On-the-Job Training: the Key to Meeting Client Needs – Lawyer Monthly | Legal News Magazine

On-the-Job Training: the Key to Meeting Client Needs

Increasingly within the self-employed economy, and amongst start-up and scale-up communities, businesses require a commercial adviser who really understands their business and can guide them through legal and commercial pitfalls, dot the I’s and cross the T’s on detailed legal drafting, and provide solutions.

However, lawyers and professional services firms appear to be out of sync. In the legal industry, training focuses on minimising risk rather than changing the approach to deal with the new economy. Both detailed drafting and providing commercial advice are two big-risk areas, because they require good knowledge and experience. Where does this experience come from? Senior lawyers are focused on billable hours and so on the job training is not encouraged. They may provide simple drafting, proofreading or administrative tasks, but ultimately success is measured in billable hours, rather than in improving and properly training junior lawyers, hence enabling better work to be done at lower rates.

Lawyers to highlight problems and only the seniors to provide solutions?
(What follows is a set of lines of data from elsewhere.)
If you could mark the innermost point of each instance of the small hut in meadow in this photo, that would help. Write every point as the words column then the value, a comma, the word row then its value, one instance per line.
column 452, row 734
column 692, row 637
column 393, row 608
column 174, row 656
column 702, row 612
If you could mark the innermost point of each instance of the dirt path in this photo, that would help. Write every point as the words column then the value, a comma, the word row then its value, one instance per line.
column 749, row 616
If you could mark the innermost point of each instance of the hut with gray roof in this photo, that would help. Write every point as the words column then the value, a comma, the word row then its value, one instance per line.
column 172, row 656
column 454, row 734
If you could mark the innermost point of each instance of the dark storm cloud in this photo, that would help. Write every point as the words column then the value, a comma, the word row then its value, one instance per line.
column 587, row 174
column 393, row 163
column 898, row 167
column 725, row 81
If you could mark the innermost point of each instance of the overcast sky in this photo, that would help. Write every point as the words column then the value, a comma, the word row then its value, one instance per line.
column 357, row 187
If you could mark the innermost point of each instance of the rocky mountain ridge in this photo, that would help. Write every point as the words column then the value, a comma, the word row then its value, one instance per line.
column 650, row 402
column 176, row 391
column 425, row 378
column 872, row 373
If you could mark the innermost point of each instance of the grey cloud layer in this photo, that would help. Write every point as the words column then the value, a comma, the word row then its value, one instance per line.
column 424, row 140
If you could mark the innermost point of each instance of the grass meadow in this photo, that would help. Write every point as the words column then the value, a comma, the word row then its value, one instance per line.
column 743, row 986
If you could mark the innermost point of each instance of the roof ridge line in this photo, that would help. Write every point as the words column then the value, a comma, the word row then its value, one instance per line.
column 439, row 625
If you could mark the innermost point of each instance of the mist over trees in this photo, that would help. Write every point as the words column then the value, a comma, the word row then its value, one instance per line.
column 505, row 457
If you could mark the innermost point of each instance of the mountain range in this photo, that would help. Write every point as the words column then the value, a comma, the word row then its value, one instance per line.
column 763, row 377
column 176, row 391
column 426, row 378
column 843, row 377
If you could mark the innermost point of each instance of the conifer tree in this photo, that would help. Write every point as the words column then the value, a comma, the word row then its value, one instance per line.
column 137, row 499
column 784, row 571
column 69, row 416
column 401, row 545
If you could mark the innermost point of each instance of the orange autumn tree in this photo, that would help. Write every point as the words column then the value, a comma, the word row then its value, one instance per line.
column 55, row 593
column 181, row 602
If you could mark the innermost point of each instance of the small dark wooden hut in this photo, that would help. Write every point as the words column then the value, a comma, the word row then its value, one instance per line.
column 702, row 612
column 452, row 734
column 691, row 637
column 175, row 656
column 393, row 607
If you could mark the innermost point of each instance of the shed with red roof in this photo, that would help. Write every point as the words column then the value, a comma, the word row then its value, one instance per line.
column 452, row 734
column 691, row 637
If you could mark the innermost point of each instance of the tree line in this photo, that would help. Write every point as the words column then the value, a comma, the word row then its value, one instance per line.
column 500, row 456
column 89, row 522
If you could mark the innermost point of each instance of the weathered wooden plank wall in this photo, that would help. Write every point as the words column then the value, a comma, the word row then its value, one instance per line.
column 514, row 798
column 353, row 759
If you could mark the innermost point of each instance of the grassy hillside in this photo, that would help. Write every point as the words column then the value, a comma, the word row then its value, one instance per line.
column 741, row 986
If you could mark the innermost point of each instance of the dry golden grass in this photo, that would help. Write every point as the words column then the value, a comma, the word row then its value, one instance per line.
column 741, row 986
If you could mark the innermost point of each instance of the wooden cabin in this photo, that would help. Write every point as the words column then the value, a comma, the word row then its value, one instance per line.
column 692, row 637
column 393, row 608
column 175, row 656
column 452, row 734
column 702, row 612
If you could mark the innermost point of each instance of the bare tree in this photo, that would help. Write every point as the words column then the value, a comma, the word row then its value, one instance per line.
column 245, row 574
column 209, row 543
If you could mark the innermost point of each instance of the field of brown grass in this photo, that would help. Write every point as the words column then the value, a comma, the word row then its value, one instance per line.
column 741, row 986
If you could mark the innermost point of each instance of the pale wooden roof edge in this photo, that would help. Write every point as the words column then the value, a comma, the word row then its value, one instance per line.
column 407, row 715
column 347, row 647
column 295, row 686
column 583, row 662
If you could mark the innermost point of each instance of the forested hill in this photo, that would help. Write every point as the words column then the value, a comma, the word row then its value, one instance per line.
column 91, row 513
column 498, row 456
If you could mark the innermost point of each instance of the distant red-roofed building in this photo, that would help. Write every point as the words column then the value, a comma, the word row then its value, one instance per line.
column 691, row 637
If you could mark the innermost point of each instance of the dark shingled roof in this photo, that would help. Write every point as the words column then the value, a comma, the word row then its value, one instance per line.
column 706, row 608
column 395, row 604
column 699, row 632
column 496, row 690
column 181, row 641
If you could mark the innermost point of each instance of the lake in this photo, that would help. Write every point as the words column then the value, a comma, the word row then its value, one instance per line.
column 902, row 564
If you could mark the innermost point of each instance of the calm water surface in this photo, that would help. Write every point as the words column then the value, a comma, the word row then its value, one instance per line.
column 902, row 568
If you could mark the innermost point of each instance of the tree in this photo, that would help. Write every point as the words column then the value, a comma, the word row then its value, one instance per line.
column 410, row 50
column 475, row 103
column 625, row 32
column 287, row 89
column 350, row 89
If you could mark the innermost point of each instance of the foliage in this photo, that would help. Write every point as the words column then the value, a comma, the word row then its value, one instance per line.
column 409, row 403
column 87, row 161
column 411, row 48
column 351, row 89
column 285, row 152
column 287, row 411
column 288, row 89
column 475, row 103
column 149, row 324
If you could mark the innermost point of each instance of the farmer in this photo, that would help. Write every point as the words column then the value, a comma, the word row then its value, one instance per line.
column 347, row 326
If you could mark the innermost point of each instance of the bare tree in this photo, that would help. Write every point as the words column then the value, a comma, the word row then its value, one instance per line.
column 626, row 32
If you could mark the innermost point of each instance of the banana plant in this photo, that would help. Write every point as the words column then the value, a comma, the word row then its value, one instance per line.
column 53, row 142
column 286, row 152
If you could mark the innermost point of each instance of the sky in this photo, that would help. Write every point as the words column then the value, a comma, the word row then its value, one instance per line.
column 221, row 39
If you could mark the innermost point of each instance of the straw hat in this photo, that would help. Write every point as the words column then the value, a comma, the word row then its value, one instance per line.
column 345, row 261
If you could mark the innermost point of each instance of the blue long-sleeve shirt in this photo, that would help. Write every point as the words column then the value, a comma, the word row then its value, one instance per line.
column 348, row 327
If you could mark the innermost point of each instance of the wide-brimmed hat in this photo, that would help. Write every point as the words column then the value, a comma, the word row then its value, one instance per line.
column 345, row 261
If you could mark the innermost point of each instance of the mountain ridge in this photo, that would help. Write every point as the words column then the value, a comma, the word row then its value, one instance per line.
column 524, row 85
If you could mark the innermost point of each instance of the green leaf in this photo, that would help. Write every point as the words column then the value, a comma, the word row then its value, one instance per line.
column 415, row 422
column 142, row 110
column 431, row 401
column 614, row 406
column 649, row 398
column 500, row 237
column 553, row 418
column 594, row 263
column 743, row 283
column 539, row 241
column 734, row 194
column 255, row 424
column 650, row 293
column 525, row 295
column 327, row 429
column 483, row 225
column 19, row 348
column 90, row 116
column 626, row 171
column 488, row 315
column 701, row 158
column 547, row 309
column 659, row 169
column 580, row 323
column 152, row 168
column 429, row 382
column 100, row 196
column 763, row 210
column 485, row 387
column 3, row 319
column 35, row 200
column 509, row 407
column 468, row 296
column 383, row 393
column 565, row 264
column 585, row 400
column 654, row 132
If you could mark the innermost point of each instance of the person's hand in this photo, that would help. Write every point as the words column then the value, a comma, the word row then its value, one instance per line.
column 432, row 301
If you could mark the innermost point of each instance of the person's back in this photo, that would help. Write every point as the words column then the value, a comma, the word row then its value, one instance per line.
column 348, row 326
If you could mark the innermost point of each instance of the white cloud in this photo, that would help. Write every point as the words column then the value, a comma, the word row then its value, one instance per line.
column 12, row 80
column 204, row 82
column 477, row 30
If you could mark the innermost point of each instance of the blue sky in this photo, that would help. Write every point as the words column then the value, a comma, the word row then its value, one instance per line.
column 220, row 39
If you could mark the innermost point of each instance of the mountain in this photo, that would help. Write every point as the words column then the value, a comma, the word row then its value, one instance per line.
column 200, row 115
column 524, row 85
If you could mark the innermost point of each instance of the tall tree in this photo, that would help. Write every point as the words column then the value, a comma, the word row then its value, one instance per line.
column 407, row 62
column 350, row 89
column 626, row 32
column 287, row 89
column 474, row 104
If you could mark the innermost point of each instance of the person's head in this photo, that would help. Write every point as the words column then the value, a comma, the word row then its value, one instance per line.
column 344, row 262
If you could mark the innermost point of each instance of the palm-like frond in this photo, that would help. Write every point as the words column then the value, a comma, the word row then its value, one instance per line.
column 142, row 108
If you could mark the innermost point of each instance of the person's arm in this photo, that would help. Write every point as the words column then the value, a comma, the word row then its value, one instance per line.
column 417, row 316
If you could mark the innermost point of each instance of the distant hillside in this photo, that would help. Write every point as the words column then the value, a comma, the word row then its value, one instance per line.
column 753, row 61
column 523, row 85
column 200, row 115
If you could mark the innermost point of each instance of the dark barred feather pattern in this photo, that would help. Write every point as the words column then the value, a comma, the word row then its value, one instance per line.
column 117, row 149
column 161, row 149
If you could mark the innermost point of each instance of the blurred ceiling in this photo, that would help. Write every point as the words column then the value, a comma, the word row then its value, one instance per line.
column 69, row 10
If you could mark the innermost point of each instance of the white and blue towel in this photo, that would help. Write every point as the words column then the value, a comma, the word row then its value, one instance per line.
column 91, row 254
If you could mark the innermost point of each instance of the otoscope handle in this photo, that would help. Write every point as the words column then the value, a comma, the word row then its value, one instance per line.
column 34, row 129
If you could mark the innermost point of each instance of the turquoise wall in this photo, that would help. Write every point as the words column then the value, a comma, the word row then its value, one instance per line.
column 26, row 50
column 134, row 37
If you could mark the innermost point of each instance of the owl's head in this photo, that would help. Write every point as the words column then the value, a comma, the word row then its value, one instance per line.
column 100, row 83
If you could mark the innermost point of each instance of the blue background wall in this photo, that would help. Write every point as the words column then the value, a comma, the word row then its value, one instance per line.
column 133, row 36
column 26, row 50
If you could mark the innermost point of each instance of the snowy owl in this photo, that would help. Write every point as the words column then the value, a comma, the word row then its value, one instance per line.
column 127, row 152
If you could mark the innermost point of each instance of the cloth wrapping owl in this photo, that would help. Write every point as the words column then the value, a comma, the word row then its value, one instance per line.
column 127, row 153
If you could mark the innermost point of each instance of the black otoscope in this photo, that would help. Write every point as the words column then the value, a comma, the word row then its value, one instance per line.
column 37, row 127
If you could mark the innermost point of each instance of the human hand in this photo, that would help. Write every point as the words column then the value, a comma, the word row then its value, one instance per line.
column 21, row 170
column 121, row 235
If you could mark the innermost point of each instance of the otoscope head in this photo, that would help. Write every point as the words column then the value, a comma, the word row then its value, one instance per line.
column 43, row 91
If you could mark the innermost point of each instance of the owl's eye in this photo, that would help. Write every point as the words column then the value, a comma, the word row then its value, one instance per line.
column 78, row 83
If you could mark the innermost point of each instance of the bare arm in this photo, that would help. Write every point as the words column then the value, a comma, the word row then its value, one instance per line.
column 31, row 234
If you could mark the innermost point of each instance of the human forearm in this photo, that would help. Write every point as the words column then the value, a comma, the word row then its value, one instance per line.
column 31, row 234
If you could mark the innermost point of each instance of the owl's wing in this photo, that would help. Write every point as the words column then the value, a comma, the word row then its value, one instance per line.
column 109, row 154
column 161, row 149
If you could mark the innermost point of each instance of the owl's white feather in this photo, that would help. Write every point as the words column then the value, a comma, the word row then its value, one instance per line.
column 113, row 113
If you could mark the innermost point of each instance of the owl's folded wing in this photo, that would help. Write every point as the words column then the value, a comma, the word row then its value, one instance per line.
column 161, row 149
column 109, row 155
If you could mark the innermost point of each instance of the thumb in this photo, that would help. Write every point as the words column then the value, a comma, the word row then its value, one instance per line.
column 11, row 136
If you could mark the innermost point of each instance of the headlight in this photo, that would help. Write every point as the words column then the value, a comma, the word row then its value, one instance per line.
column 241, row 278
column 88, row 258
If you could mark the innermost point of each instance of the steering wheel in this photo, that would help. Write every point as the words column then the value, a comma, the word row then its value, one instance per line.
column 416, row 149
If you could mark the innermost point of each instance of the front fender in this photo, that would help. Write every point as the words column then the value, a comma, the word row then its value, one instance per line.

This possibly limits negligence but then how do junior lawyers learn or gain confidence or commerciality? What are the reasons for this? Perhaps if the junior lawyer gets too good, the client might believe they can get the same work at lower cost and form the relationship with the junior lawyer? Alternatively, if the junior lawyer builds relationships and expertise, they may leave and set up on their own, possibly taking clients with them.

This somewhat defensive approach does not seem in the long term best interests of the client and nor of the firm. We are seeing more and more lawyers leave the bigger firms – and even the profession – due to the absence of training, limited access to clients and mundane work. The vast sums invested into recruitment and early stage technical training are lost when firms do not follow-up with post-qualified on the job training and development. Furthermore, huge amounts of money are then spent on lateral hires (in terms of recruitment fees and guaranteed minimum drawings) when there is, consequently, a dearth of decent lawyers coming through from the ranks to fill the higher levels.

This defensive strategy, which seeks to avoid risk by limiting on the job training and development, does not deliver what the market requires and it does not save costs. Furthermore, a group of risk-averse, under confident, frustrated junior lawyers without a commercial skillset perpetuates the risk culture that firms are supposedly seeking to avoid.

Instead, the approach needs to be longer term – senior lawyers must be appropriately incentivised for spending time on training junior lawyers as they come through. Firms must be confident enough to take a bet on retention. This longer-term approach has been seen before. In the last global recession, the most robust companies were often the family-focused businesses in Germany, adopting a Mittelstand (Middle Ground) approach, focusing on good training and long term investment.

Currently our big law firms focus on short term profit rather than long term structure and prosperity. For some, this approach works well. For most however, it does not. Ongoing training for lawyers and other professional advisers should be more than a ‘nice to have’. It is a critical piece of the successful development of the services profession wrestling with how best to survive and prosper in the high growth economy. Problem solvers are in very short supply because, paradoxically, the risk of creating them, is perceived as too great.

Authored by David Farquharson, Co-Founder and Partner at Ignition Law.